India's 63rd Republic Day
India's 63rd Republic Day
Network18 bloggers describe how India has evolved since being declared a Republic.

Network18 organised a blog writing competition to mark the Republic Day on the topic "63rd Republic Day India in 1950 vs 2012". The bloggers had to describe how India has evolved since being declared a Republic in just 500 words. Some of the best have been featured here.

The second winner of The Network18 Blog Writing Competition: Jaimon Joseph

This December, Jeremy Clarkson of the BBC, flashed an India special edition of his famous motoring show Top Gear. He drove around a Jaguar sports car in our slums. Attached to the boot was an open air toilet.

Showing off the car's unusual modification as he drove around the slums, Clarkson boasted: 'This is perfect for India because everyone who comes here gets the trots.' (A reference perhaps to an upset stomach.)

There were a lot of other very offensive stunts he pulled off on the show (click here to find out more). Offensive enough to make the Indian High commissioner to Britain angrily demand that the BBC pull the show off air. They refused to do so and refused to apologize.

When the story was first reported a week back, I thought - don't we have better things to do? Why link our national prestige to a mere television anchor and his jibes?

And anyway, why exactly are we protesting the truth? India has more cell phones than we have decent toilets (so says a recent UN report). Most foreigners see Indians defecating in the open at almost every railway station, bus stand and sometimes right outside major airports. Jeremy Clarkson was simply stating the obvious.

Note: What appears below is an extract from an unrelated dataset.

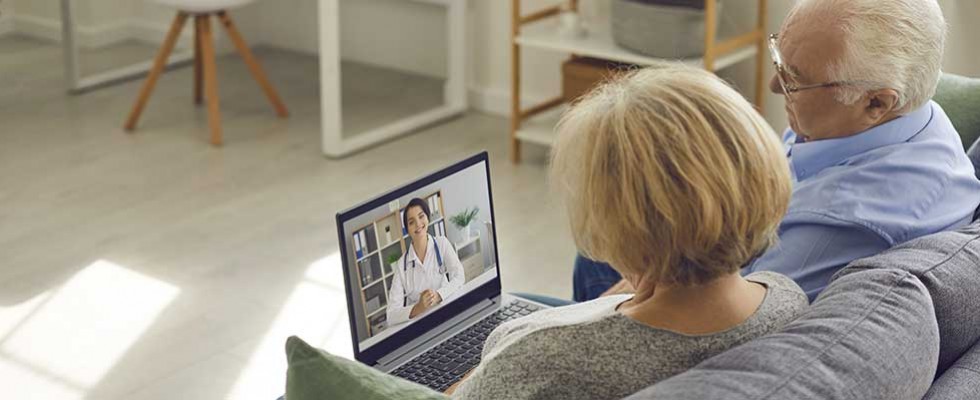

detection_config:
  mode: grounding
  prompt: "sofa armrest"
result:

Then I realized the only folks getting worked up about such kiddish stuff, are people like us. Born and brought up in cities, with an MNC job, an apartment and a car, and night outs on the weekends. After 63 years of India becoming a republic, we're probably the first generation who have enough money to study abroad, who prefer watching F.R.I.E.N.D.S to a local soap opera, who can shell out a few thousands for tickets to the F1 race.

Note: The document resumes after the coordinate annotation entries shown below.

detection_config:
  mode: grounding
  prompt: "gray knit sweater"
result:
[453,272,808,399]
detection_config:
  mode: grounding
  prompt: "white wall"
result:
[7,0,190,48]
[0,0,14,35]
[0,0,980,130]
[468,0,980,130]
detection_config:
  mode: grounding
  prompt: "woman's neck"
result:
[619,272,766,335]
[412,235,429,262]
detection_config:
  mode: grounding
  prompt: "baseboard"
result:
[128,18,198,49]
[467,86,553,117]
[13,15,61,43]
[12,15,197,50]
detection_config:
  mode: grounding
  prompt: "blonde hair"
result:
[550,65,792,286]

Folks like us don't like to be messed with. And we don't like the mess the rest of India makes. We'd much rather hire an AC cab than hop on a local bus. Go mall hopping than vegetable shopping. Stock market fluctuations make more sense to us than local language newspapers. Hell, most of us would have trouble reading a newspaper in our mother tongue.

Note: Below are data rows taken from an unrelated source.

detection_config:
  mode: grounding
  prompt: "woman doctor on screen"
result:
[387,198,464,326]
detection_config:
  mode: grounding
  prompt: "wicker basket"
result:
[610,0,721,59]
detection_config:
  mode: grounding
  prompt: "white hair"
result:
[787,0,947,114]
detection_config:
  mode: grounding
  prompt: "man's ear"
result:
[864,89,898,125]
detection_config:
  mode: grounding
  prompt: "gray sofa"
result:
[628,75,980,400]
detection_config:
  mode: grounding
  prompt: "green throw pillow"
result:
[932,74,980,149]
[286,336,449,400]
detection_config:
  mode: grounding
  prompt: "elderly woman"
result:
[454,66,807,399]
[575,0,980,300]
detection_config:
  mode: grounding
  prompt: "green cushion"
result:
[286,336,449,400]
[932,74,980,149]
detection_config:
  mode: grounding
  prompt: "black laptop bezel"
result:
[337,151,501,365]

Their headlines talk about Naxalite leaders being killed. And their followers striking back in revenge. Why do these buggers need to fight anyway? They talk about tribals in the Andamans being sexually exploited. Boss they're junglees - probably make a good lay! North-easterners are heckled and harassed in our cities. Why can't these CHINKIS stay where they came from? Kids in J&K disappear from their homes - shit why can't they just do what the army says huh?

Farmers in Maharashtra commit suicide - why did they borrow money if they couldn't give it back? Villagers in Orissa are massacred - why did they go and convert to Christianity? Adivasis in Jharkhand lose their lands to mining - Arre baba, if we don't have more mines, how can the country grow economically?

For everything that happens in this country - we have a neat solution. A cynical line. A convenient dismissal. The stories and agony behind each of those headlines - why should we bother about them? We're earning enough for our families aren't we?

What we don't realize is, out of 1.2 billion Indians - folks like us, who have the good things in life, probably number just 0.2 billion. The rest of them who sweep our floors, iron our clothes and yes, who defecate out in the open because they can't afford a loo at home - they are a Tsunami of humanity waiting to strike out.

In every corner of our country, in every state - they're waiting. Hoping for a brighter future. But it doesn't seem to be in any hurry to come. What they're getting instead is agony, starvation, humiliation, treachery. We are the world's largest and probably most diverse democracy because all these people agreed to stay together, work together.

But how long will they stay patient? Wouldn't it be easier to just break out, find their own destiny? Isn't that what we did when India was under British rule? Isn't that what J&K, Nagaland, Manipur, Telengana, the Naxals and countless other communities want right now? What will be left of our Republic then?

I'm going to end with a fairly famous quote that was originally made about Nazi Germany. About how they eliminated chosen targets and groups of people, one after another. It's a slight break from the flow of thoughts above. But stretch your imagination a bit and perhaps you'll see why it could be applied to the way we live our lives today. We're so busy with our own lives, we just don't care what's happening outside. Not the best strategy for survival.

"First they came for the communists,

and I didn't speak out because I wasn't a communist.

Then they came for the trade unionists,

and I didn't speak out because I wasn't a trade unionist.

Then they came for the Jews,

and I didn't speak out because I wasn't a Jew.

Then they came for the Catholics,

and I didn't speak out because I wasn't Catholic.

Then they came for me

and there was no one left to speak out for me."